Bodily fluids are collected for various reasons, including diagnosing illness, simple therapeutic removal, determining pregnancy, confirming or establishing levels of therapeutic agents, determining drug abuse, and profiling DNA composition. Blood, urine, and saliva are among the commonly collected bodily fluids for some or all of these purposes.
Collecting blood and urine is routine in health care environments for any of the aforementioned reasons. However, collecting these fluids has some negative characteristics for some purposes such as, for example, determining drug abuse, especially in environments outside of traditional health care settings.
Screening for drugs of abuse is performed by health professionals, law enforcement personnel, and government or private employers, among others. Sample collection occurs in numerous different venues, including roadside stops, corporate offices, clinical labs, medical clinics, and in donors' homes. These venues are commonly classified as in-home, point-of-care, or laboratory. Substances of abuse that are commonly screened for include alcohol, cannabis, barbiturates, opioids, cocaine, amphetamines, and hallucinogens.

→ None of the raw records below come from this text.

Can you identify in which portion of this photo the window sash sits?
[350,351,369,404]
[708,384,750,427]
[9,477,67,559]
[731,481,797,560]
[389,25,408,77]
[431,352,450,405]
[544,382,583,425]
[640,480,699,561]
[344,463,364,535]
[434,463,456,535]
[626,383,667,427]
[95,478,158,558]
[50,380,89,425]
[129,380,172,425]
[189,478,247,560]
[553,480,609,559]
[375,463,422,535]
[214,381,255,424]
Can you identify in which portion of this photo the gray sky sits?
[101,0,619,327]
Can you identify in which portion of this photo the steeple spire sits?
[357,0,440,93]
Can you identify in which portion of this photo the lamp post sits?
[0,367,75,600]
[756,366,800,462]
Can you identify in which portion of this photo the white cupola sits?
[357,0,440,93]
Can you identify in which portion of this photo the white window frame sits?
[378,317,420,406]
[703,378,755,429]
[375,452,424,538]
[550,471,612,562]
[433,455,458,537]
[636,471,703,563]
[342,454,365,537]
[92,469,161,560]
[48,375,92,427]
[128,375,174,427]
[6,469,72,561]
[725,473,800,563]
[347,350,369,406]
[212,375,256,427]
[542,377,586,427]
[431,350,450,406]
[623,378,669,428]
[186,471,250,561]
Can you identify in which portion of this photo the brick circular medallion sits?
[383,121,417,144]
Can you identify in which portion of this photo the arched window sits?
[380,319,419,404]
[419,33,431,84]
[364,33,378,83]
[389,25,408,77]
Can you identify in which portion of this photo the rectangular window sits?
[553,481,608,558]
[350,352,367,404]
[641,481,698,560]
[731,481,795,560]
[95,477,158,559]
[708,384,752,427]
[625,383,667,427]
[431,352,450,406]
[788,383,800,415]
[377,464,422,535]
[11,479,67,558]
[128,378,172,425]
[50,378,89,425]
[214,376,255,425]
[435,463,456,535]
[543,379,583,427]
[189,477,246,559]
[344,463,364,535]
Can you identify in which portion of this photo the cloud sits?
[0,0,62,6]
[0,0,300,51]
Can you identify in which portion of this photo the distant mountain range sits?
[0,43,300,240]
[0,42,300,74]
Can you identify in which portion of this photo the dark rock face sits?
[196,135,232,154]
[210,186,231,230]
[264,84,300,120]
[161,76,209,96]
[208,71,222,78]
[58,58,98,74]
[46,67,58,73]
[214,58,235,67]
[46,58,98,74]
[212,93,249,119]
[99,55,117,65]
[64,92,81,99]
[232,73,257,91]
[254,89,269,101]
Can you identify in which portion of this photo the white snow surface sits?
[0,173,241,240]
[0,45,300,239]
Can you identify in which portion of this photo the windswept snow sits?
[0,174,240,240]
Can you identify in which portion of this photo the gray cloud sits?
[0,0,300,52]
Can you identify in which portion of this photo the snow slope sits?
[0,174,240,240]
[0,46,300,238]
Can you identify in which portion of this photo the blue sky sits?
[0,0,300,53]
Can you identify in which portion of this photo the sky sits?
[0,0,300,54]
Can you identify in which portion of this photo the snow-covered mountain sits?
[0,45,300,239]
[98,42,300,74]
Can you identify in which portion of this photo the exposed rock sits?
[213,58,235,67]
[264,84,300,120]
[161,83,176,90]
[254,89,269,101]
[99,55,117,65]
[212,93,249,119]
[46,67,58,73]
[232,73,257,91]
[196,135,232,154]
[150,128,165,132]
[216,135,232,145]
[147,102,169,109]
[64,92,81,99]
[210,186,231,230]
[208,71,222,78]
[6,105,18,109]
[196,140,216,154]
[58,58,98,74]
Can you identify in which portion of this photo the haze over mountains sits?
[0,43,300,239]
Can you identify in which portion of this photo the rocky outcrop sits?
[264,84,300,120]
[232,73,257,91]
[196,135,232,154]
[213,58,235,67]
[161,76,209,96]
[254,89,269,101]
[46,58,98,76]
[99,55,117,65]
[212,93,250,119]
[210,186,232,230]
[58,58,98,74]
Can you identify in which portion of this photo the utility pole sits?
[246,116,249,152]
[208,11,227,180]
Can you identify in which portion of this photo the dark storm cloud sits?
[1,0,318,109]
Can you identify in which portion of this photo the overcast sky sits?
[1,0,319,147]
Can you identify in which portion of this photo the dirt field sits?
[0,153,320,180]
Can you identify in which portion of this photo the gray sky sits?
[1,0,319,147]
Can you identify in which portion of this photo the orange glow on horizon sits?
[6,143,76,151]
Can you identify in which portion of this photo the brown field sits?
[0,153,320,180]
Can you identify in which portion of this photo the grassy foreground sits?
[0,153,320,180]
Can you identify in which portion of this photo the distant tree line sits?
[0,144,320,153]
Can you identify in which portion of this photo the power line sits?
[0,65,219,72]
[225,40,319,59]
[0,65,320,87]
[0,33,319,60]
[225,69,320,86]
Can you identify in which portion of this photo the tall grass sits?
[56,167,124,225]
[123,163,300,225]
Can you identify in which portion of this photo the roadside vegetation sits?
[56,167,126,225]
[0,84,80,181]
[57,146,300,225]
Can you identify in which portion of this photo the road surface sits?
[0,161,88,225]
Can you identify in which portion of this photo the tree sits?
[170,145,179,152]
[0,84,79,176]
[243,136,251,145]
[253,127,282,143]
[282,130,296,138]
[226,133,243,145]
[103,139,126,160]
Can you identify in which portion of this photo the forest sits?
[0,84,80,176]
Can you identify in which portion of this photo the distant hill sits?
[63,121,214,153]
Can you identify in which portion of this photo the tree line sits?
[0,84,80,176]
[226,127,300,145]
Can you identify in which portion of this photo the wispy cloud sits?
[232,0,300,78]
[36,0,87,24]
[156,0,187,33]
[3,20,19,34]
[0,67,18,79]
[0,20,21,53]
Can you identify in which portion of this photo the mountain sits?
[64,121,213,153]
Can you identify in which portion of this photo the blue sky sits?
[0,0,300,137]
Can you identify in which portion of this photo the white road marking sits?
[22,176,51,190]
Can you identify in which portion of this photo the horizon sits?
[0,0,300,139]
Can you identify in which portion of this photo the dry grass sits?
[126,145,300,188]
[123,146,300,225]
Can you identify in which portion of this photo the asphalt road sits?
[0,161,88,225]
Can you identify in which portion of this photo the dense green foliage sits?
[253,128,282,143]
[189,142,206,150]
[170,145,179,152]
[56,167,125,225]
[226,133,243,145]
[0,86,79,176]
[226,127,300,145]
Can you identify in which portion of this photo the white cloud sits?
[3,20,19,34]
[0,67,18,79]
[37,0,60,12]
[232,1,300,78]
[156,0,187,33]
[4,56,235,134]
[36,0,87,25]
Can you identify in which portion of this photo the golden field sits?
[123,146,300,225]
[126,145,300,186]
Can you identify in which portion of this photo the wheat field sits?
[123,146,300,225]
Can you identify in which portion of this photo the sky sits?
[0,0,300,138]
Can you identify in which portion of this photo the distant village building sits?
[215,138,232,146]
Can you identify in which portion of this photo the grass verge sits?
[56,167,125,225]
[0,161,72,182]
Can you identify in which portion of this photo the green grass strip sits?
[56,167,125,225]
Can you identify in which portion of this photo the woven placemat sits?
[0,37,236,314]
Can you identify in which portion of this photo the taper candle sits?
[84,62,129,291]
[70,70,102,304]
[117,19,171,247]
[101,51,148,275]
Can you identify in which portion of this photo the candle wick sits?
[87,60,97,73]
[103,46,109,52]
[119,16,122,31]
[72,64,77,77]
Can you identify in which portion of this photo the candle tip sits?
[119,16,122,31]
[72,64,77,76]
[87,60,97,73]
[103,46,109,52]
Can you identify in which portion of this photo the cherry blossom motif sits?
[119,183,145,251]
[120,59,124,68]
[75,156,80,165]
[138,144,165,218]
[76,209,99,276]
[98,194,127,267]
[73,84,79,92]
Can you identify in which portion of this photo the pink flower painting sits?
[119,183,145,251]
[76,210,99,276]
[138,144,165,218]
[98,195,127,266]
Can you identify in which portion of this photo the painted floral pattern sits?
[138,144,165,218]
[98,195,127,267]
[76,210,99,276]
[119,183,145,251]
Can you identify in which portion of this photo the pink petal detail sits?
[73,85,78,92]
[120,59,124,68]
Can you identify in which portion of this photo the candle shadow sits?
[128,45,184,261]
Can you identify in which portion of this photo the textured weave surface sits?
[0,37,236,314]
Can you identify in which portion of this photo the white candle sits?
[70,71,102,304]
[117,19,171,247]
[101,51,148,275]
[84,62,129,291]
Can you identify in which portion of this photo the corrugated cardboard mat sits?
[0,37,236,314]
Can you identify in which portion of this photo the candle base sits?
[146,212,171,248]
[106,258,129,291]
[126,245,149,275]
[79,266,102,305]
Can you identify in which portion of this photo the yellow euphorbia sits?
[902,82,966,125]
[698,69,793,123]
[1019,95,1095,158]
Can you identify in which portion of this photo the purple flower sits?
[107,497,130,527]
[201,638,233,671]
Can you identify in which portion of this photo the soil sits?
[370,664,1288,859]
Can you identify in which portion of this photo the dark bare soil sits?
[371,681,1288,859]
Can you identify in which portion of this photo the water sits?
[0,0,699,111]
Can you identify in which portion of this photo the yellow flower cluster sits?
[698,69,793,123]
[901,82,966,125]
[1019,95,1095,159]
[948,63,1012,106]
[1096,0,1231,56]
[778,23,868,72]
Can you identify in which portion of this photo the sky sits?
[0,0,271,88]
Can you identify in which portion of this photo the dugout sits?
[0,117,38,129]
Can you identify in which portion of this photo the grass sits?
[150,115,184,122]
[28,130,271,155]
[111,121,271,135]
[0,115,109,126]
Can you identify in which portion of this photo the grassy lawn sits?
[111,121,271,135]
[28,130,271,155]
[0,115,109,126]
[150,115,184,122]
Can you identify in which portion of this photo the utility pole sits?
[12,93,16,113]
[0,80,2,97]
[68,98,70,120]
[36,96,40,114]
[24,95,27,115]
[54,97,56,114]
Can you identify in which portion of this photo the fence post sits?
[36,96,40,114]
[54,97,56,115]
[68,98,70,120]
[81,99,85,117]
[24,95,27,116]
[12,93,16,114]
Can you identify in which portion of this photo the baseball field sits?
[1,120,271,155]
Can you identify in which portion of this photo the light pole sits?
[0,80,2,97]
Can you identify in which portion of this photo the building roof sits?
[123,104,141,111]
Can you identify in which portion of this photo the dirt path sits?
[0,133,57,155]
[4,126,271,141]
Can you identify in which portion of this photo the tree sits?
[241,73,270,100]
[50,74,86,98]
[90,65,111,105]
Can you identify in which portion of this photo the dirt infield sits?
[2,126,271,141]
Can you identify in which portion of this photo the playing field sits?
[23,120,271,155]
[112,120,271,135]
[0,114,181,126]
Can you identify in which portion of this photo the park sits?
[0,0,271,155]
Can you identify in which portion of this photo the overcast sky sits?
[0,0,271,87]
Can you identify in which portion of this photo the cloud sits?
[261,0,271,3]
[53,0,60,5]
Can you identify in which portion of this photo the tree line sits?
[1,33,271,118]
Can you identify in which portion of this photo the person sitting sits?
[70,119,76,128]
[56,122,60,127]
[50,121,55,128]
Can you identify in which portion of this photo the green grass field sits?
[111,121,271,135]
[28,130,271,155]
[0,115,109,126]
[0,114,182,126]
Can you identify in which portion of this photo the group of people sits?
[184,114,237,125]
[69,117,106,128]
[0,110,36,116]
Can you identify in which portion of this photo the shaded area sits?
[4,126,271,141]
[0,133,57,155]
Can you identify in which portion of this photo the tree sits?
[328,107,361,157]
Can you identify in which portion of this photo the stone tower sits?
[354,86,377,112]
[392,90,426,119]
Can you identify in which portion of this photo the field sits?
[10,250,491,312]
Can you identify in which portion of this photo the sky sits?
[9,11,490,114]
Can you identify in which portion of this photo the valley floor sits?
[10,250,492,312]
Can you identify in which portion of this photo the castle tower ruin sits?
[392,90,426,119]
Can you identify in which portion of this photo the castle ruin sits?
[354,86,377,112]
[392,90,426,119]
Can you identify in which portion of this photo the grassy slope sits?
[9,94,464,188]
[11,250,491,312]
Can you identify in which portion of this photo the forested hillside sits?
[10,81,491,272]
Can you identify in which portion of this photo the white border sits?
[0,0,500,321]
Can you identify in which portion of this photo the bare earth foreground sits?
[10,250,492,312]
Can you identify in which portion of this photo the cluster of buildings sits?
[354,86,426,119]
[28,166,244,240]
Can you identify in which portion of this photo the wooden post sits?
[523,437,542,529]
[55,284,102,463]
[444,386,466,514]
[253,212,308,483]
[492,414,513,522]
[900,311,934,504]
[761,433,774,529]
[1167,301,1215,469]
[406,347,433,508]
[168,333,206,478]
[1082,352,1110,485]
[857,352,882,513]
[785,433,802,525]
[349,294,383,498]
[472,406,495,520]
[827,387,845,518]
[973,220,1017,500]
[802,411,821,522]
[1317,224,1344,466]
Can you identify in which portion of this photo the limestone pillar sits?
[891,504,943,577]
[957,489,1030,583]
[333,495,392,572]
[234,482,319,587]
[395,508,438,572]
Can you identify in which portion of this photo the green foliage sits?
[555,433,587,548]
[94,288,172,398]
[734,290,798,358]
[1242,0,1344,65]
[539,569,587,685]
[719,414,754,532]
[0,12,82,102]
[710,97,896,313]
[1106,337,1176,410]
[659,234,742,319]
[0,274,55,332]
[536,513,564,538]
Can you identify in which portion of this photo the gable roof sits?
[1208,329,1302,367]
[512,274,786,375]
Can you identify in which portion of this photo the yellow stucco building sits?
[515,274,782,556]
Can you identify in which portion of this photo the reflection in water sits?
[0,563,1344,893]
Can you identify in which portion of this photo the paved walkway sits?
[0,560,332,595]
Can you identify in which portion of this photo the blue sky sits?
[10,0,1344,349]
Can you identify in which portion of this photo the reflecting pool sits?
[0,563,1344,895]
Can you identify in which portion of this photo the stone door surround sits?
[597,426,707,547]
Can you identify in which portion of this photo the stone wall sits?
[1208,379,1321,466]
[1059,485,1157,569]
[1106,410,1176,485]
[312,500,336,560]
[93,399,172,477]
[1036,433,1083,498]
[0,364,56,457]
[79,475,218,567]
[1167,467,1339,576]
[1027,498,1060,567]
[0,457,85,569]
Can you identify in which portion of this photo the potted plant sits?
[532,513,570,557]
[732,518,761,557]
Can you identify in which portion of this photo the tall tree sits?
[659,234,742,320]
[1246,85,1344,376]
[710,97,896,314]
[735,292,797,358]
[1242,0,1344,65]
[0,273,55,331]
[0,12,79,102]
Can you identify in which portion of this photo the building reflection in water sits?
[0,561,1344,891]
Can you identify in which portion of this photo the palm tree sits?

Obtaining a blood sample requires vascular access with a venipuncture needle, which is highly invasive and potentially dangerous to both donor and administrator. Urine, although less invasive to obtain than blood, brings up issues of privacy that limit its usefulness for drug testing in many environments. Moreover, urine samples are more easily adulterated if continuous donor observation is prevented by privacy requirements. For many such tests and testing environments, blood or urine collection is difficult, if not impossible, making saliva collection an appealing alternative. Saliva is less invasive to obtain than either blood or urine, and does not invoke privacy concerns to the same extent as does urine.
DNA testing is used for purposes of paternity, genealogy, disease susceptibility, and forensics, among others. Blood samples, buccal swabs, and saliva are commonly used for DNA tests. Collecting saliva is less invasive than collecting blood, and saliva collection can provide a larger, and therefore perhaps more reliable sample than buccal swabs.
Saliva samples are commonly collected by one of two methods: intra-oral sponge absorption and direct expectoration. An example of the first is U.S. Pat. No. 4,580,577 to O'Brien, et al, which discloses an absorbent mass that is masticated by the donor until saturated. The mass is placed in a squeezing device to expel saliva into a holding chamber, out of which a test aliquot can be removed. Sponge or sponge-like absorption methods are disclosed in numerous other patents, teaching variations such as added reagents, salivation promoters, preservatives, flavorings, chemical stabilizers, and a plurality of samples, among others.    U.S. Pat. No. 4,817,632 to Schramm    U.S. Pat. No. 5,339,829 to Thieme, et al.    U.S. Pat. No. 5,260,031 to Seymour    U.S. Pat. No. 5,393,496 to Seymour    U.S. Pat. No. 5,981,293 to Charlton    U.S. Pat. No. 6,150,178 to Cesarczyk, et al.    U.S. Pat. No. 6,416,715 to Gambert, et al.    U.S. Pat. No. 7,114,403 to Wu, et al.    U.S. Pat. No. 7,374,723 to Wuske, et al.    U.S. Pat. No. 7,387,899 to D'Angelo    U.S. Pat. No. 7,544,324 to Tung, et al.    U.S. Pat. No. 7,850,922 to Gallagher, et al.    U.S. Patent App. No. 20090117665 to Tung, et al.    U.S. Patent App. No. 20060057027 to Hudak, et al.are some examples of prior art saliva absorption patents.
An example of a commercially available saliva collector using intra-oral absorption is the Salivette® made by Sarstedt AG & Co. The donor removes a cylindrical cotton or synthetic swab from the tube-like container, inserts the swab into the mouth, chews it until it becomes saliva-saturated, then returns it to the tube. A cap is applied that seals the saliva inside the tube.
An example of a sample collection device based on direct expectoration is disclosed in U.S. Pat. No. 3,518,164 to Andelin, et al. This device includes a tube-like collector, an attached funnel, a stabilizing base, and a threaded sealing cap. The donor spits into the funnel, saliva collects in the tube to the desired volume, the funnel is removed, and the donated sample is sealed with the cap.
Other prior art example patents teaching variations of direct saliva expectoration collection include:    U.S. Pat. No. 4,741,346 to Wong, et al.    U.S. Pat. No. 4,283,498 to Schlesinger    U.S. Pat. No. 4,589,548 to Fay    U.S. Pat. No. 4,761,379 to Williams, et al.    U.S. Pat. No. 4,768,238 to Kleinberg, et al.    U.S. Pat. No. 4,932,081 to Bums    U.S. Patent App. No. 200500965693 to Liang U.S.    Patent App. No. 20090216213 to Muir et al.